Monday, November 20, 2006

"The Whole Booke of Psalmes"

The Library of Congress's copy of the Bay Psalm Book is one of eleven surviving copies and one of five remaining copies that are in their original bindings.


Title page of the Bay Psalm Book (1640), printed in Cambridge, Massachusetts.


It was the highest price ever paid anywhere for a book sold at public auction or published in the English language. When an original edition of the Bay Psalm Book sold for $151,000 in 1947, a copy of the first folio of Shakespeare came in poor second, fetching a “mere” $77,000.

Originally titled, The Whole Booke of Psalmes Faithfully Translated into English Metre, it was the first book printed and written in English North America. The first printing press in New England was purchased and imported specifically to print this book. Today, only eleven of the original 1700 first edition copies survive and, of these, only five are complete.

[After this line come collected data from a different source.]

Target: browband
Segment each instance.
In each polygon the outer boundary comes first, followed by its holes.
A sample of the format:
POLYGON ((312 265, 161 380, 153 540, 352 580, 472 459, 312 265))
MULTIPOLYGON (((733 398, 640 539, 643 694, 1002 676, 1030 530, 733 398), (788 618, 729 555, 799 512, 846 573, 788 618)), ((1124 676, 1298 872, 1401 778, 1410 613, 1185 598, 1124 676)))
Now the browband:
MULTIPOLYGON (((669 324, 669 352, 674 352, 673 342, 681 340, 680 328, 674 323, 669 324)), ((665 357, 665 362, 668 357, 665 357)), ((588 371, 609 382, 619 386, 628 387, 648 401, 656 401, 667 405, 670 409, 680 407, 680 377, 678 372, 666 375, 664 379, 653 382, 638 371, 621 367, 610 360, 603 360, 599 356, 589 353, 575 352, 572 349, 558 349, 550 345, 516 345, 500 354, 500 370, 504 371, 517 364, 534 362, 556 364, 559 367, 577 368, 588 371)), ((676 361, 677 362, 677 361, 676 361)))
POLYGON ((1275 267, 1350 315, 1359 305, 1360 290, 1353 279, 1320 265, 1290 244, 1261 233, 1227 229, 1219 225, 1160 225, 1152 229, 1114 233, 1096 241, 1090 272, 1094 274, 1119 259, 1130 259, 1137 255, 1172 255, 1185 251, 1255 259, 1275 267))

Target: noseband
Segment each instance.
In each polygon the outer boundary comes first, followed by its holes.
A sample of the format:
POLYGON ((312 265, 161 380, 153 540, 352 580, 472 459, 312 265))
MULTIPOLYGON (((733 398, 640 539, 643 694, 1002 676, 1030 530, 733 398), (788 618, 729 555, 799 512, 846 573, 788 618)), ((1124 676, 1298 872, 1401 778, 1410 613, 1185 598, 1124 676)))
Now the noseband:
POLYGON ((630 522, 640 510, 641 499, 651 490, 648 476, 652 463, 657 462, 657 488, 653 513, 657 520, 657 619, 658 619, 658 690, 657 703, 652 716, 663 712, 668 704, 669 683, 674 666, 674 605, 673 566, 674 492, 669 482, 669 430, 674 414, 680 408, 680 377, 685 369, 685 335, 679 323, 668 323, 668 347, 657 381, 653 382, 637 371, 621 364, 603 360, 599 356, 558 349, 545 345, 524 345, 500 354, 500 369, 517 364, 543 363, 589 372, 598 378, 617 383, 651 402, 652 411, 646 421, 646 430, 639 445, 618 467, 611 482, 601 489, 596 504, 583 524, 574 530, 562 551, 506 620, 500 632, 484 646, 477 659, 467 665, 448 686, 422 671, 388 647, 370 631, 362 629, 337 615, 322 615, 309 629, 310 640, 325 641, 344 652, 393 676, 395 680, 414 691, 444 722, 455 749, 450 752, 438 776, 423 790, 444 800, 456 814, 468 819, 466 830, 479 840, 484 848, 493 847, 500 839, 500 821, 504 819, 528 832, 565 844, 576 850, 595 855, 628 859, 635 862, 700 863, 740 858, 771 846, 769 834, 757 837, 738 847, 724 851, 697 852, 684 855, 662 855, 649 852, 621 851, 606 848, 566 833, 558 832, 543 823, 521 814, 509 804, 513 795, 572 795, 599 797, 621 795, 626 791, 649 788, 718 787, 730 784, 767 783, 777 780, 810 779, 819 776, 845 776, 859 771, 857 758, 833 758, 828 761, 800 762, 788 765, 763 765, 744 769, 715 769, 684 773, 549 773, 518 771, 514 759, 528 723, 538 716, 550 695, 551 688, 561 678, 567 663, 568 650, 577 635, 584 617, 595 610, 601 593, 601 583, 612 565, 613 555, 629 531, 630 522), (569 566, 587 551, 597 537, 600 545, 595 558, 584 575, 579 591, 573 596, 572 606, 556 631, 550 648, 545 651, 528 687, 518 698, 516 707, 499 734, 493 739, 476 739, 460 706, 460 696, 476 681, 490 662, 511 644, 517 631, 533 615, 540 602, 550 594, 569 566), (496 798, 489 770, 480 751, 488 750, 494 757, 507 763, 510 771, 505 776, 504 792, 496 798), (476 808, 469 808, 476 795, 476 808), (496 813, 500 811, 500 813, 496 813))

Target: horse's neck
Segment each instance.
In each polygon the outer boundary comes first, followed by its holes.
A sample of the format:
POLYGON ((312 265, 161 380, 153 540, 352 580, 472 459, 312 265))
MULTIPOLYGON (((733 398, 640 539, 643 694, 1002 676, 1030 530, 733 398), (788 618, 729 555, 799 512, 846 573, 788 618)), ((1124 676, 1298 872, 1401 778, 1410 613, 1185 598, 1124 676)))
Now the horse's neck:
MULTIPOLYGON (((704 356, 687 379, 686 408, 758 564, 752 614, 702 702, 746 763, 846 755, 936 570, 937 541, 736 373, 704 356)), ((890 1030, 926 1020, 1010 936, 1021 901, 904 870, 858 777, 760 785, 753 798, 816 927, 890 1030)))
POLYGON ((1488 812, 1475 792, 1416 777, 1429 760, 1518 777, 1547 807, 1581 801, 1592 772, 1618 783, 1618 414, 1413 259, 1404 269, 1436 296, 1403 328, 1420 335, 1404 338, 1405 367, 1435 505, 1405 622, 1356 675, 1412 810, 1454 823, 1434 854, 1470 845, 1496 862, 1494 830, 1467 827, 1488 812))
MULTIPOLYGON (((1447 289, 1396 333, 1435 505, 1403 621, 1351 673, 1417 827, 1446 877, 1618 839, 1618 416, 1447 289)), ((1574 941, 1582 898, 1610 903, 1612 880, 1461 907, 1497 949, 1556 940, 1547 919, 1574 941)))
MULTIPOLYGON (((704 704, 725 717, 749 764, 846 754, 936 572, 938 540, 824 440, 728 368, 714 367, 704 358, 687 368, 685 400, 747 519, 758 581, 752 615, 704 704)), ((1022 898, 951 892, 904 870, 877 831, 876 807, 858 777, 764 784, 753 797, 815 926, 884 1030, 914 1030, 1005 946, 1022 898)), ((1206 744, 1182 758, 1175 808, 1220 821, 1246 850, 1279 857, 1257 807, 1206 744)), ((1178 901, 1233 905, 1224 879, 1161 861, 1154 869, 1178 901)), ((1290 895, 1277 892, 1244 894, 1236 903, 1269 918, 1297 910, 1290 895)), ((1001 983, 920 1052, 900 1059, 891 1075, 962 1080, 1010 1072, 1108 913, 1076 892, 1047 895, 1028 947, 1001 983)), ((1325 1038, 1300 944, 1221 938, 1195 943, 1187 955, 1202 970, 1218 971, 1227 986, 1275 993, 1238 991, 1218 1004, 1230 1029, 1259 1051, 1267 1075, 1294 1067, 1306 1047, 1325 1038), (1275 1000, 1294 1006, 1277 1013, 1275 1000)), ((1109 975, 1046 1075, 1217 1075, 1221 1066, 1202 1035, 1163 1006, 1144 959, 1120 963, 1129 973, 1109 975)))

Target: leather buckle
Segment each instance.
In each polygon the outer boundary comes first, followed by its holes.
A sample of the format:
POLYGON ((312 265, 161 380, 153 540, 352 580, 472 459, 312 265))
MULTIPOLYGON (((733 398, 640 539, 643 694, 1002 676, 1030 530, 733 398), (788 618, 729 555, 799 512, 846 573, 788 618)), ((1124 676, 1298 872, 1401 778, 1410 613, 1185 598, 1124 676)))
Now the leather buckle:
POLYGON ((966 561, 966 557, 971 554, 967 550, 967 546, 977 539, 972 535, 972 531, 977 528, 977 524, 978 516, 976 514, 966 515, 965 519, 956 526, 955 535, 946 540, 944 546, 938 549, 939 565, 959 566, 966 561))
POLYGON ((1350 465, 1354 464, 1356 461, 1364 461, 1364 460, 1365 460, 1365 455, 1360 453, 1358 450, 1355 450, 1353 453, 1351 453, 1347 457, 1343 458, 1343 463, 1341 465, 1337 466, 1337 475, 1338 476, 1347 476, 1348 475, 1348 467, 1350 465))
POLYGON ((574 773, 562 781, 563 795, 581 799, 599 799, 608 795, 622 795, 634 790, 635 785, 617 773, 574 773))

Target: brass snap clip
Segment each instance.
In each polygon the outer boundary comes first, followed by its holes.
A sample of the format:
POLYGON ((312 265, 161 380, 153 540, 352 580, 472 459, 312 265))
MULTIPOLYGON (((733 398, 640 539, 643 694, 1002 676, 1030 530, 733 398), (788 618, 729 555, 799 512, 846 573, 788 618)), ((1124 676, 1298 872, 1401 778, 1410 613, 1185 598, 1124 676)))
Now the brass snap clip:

The contrast couldn’t be more profound: The first book printed in America was a Psalter; the Psalms have almost completely disappeared from public worship in most churches today.

The author of the preface, probably Richard Mather, concludes his list of reasons for the writing and printing of the new Psalm book saying, “that so we may sing in Zion the Lord’s songs of praise according to his own will; until he take us from hence, and wipe away all out tears, and bid us enter into our Master’s joy to sing eternal hallelujahs.”

Psalm 23, from the Bay Psalm Book:

The Lord to me a shepherd is
Want therefore I shall not;
He in the folds of tender grass
Doth make me down to lie.

To waters calm he gently leads
Restore my soul doth he;
He doth in paths of righteousness
For his names sake lead me.

Yea though in valley of death’s shade
I walk none ill I’ll fear;
Because thou art with me, thy rod,
and staff my comfort are.

For me a table thou hast spread
In presence of my foes;
Thou dost anoint my head with oil
My cup it over-flows.

Goodness and mercy surely shall
All my days follow me;
And in the Lord's house I shall dwell
So long as days shall be.


1 comment:

Anonymous said...

Bradford Mercer said:

"The contrast couldn’t be more profound: The first book printed in America was a Psalter; the Psalms have almost completely disappeared from public worship in most churches today."

What is to be expected, since uninspired hymns have come in like a flood? Man's hymns have a long history of displacing God's hymns from the praise of the sanctuary. If we will retain the Psalms in our worship, we cannot allow for them to be supplemented (or supplanted) by anything else.